So I went back to the allergist's office yesterday. To put it mildly it didn't go well. We went round and round. I got fed up and walked out of the appointment. I have no plans to go back to that clinic. I heard for the millionth time that perfume can't cause anaphylaxis it can only "irritate the lungs". Riiiiiiight. Everytime I hear that I want to scream. I asked what in the world the difference is because I can guarantee you that to the person in the ER or ICU there's not one. I don't care what you call it but I promise perfume can drop me like a stone.
I also got the typical lecture about how often I use my epipen. Its like doctors think that somehow this all escaped me. No I was clearly unaware that using an epipen could seriously impact my heart. It's only my heart that is racing and going berserk. Yep I completely missed that the last time I was hooked to a crash cart after epinephrine was administered. The doctor also did the epinephrine is a serious medicine and should only be used in emergencies lecture. So apparently I also completely missed the signs of when I should use an epipen. I was under the impression I should use it when I'm doing badly enough we need to call 911 or to you know maybe take the medicine early enough so I don't have to call 911. Maybe I was wrong. Maybe next time I should just wait till I stop breathing completely and someone else has to administer it. Yeah that sounds like a fantastic idea. Or I guess I'm just unaware of what anaphylaxis is. I don't know what else to call it when your throat swells closed, you
have an audible stridor, severe respiratory distress to the point of
turning blue, itchiness in the mouth, blood pressure that drops like a
stone, heart rate that goes bananas, turn bright red and burning hot
before turning whiter than a sheet from not breathing, tingling in the
mouth, tingling in the hands, dizziness, and that wonderful sense of
impending doom i.e. utter panic. Last time I checked that was called
anaphylaxis. But hey according to the guy with the degree I'm wrong so clearly he's right. Riiiiiiiiiiiight.

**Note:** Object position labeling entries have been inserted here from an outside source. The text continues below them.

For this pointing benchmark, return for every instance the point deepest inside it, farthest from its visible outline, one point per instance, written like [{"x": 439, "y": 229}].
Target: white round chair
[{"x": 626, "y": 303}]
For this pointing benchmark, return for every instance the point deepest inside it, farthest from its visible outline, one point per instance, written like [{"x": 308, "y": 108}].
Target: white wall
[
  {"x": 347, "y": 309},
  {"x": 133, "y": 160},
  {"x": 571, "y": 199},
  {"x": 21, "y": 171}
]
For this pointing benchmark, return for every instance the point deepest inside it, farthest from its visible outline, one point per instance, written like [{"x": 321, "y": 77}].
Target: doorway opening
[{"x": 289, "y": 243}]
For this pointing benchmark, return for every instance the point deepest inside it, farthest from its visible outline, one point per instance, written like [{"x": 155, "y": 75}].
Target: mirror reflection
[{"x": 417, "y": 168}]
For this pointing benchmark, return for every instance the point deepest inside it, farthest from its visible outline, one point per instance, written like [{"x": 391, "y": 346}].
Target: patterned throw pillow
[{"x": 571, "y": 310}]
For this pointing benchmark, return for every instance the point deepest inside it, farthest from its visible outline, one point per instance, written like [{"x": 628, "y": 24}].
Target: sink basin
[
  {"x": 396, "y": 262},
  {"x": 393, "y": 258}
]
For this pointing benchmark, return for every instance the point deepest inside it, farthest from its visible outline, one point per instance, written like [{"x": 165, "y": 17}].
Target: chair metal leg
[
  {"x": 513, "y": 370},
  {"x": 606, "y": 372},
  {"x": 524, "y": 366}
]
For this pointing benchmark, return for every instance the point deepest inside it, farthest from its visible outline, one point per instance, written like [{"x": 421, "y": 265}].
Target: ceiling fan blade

I've come to the conclusion that doctors use people like dartboards. (I said doctors not nurses for a reason. If health care was run by EMTs and nurses things would probably go much better.) They throw medicines and treatments at you until something sort of kind of sticks. Well if nothing sticks then clearly you're beyond their help or better yet you're to blame. The greatest irony of the whole situation is that I typically wait till the last minute to use an epipen. I have been flat out fussed at by the EMTs that have shown up at the house because I waited so long. When I have to deal with idiot doctors I want to make them go work a few days in the ER to remember that medicine doesn't always fit into your nice perfect little box. Instead of giving up on the patient or punting them to someone else maybe you, the doctor, are the problem.
I've met a lot of people that wonder why I have such a bad attitude about doctors. Days like yesterday are exactly why I'm such a sour puss. It doesn't make anyone happy to be dumped by one doctor and punted by another. It's frustrating beyond all reason to be lectured again and again. It's infuriating to be poked and prodded endlessly with no answers or end in sight. The worst part is there is no amount of explaining or hospital reports that will convince some doctors. Moments like this are when my desire to take my hands off the wheel comes flaring up. By that I mean I want to say well fine if everything you said is true then I can stop all of this medicine and we'll just see what happens. I can just not bother going to the doctor because clearly you have no idea what to do with me. Based off my hospital records you don't seem to be doing me much good either. It's also moments like this which reinforce my standing opinions of not dealing with doctors until I'm seriously, seriously ill and that modern medicine treats people like one of two things idiots or dartboards. Which I am neither.